Christoph Hein liefert in seiner gewohnten und von mir hoch geschätzten Art des nüchternen Protokollanten, eine weitere Biografie eines DDR-Bürgers und gleichzeitig wieder ein Panorama der (zumeist frühen DDR-Gesellschaft). „Verwirrnis“ beschreibt einen Menschen, der einerseits zu einem sehr respektierten und von vielen geschätzten Mitglied der Gesellschaft wird, der aber immer mit dem Druck lebt, nur Teile seines Lebens frei leben zu können.

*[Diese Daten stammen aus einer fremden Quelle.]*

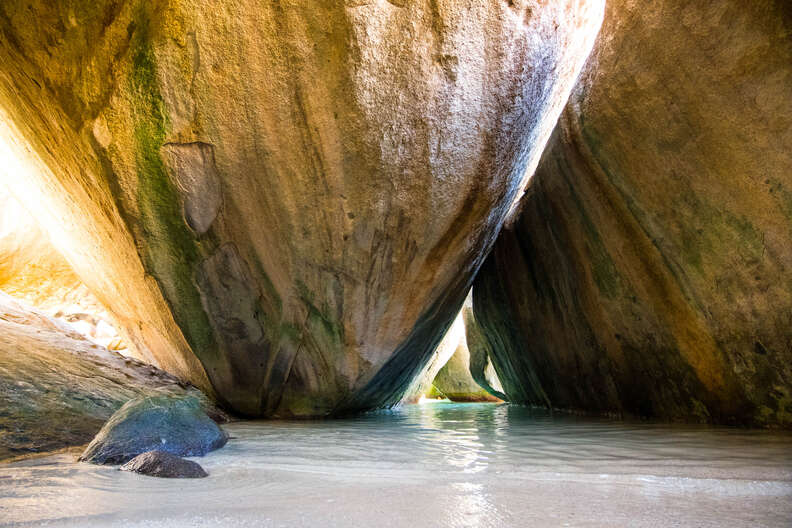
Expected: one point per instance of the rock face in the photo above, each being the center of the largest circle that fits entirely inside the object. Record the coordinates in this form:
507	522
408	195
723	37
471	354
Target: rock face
32	271
286	202
480	364
650	269
178	426
422	385
57	388
165	465
456	383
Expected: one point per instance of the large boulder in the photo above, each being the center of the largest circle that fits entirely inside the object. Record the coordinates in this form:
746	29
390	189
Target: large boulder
650	269
57	388
178	426
283	201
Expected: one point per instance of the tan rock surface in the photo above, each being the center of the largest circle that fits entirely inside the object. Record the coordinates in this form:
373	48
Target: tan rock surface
57	388
285	202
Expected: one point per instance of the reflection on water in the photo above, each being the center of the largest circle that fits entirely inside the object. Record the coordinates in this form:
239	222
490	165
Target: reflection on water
437	464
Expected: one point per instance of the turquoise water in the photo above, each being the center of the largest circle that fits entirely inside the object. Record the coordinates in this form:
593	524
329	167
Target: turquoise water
432	465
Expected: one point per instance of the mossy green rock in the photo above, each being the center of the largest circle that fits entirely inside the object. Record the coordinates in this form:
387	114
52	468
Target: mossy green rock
283	202
650	269
57	388
178	426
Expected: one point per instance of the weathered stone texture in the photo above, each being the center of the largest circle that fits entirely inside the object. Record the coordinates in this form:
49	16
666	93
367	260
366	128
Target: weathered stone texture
349	163
650	269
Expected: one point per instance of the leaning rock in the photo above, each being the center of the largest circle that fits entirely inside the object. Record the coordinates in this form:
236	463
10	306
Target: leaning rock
481	368
649	271
284	201
456	383
422	386
165	465
175	425
57	388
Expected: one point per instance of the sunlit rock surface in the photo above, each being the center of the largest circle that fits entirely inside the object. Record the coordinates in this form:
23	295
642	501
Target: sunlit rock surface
32	271
422	384
479	350
650	270
454	379
285	202
57	388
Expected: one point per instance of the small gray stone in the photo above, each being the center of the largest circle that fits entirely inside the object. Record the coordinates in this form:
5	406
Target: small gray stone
175	425
164	465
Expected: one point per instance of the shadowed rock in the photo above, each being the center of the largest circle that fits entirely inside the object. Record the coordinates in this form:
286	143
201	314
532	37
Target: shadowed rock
650	269
57	388
175	425
283	202
165	465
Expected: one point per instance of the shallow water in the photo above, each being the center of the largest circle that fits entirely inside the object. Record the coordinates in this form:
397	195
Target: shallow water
431	465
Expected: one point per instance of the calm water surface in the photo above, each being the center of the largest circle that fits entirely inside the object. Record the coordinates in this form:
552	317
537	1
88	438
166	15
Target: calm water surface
431	465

Vielleicht ist an diesem Roman etwas irritierend, dass die Erzählung große Teile der Jugend und des Studentenlebens der Hauptfigur detailliert beschreibt, dann aber immer schneller in der Zeit springt und man tatsächlich etwas das Gefühl bekommt, durch die späteren Lebensjahrzehnte zu sprinten. Was dann auch das Ende der Geschichte so wirken lässt, als müsste es auf die beschriebene (und natürlich hier nicht gespoilerte) Konstruktion herauslaufen, wenngleich damit die durchaus zutreffende Pointe gesetzt wird, dass die Bewertung von DDR-Biografien im wiedervereinten Deutschland in ihrer groben Vereinfachung, gleichfalls zu großen Verwirrnissen und Zerrüttung führte. Es ist Heins großes Werk der letzten Jahre, immer wieder nicht nur über die DDR zu schreiben, sondern eben diese Geschichte in unserer Gegenwart ankommen zu lassen und ich kenne niemanden, der auch nur annähernd dabei diese Meisterschaft entwickelt hat, wie Christoph Hein.